Ferner würden Produktplatzierungen abgelehnt, hohe Transparenz werde angestrebt, sagt Küpper, die Länderregelungen zur Werbung an Schulen würden eingehalten. Der für den Südwesten geplante Code setzt für ihn „noch einmal ein Signal in der Qualitätsdebatte“. Dennoch könnte eine Unterzeichnung scheitern. Zur Selbstverpflichtung soll eine Handlungshilfe kommen. Diese kann der Gewerkschaft nicht ausführlich genug sein, die Arbeitgeber warnen davor, sie zu überfrachten.

Lehrer sollen entscheiden

Das Kultusministerium zeigt sich zuversichtlich, dass man die Beteiligten doch noch unter einen Hut bringt. Die Lehrer sieht man gut vorbereitet. Sie sollen die Entscheidungshoheit behalten. Schon in der Ausbildung würden die Pädagogen lernen, die Materialien kritisch zu bewerten, sagt eine Sprecherin von Kultusminister Andreas Stoch (SPD). Im hauseigenen Newsletter gebe das Ministerium den Schulen regelmäßig Empfehlungen, welche Materialien sich gut für den Einsatz im Unterricht eigneten.
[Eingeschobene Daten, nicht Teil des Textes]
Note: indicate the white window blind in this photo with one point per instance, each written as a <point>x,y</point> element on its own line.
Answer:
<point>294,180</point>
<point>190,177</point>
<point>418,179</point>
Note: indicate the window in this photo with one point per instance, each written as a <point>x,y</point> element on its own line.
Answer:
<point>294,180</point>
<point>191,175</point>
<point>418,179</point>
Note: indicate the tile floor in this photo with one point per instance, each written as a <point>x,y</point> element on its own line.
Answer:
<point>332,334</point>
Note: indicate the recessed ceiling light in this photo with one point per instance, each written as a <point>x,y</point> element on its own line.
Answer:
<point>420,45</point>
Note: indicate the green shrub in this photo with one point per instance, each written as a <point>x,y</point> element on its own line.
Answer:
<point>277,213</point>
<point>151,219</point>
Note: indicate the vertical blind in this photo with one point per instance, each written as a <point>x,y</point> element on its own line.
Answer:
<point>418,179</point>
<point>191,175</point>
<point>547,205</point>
Das Haus bekennt sich zum Fach Wirtschaft und zur Kooperation: „Schule muss auch auf die Anforderungen der Berufs- und Arbeitswelt vorbereiten, deshalb ist es wichtig, dass Schule und Wirtschaft sich austauschen“, lässt Stoch ausrichten. Um illegitime Einflussnahmen von Seiten der Wirtschaft auszuschließen, gebe es Verwaltungsvorschriften und Anordnungen. Die Verwaltungsvorschrift zum Sponsoring will der DGB erneut beleuchtet sehen, ehe das Schulfach kommt.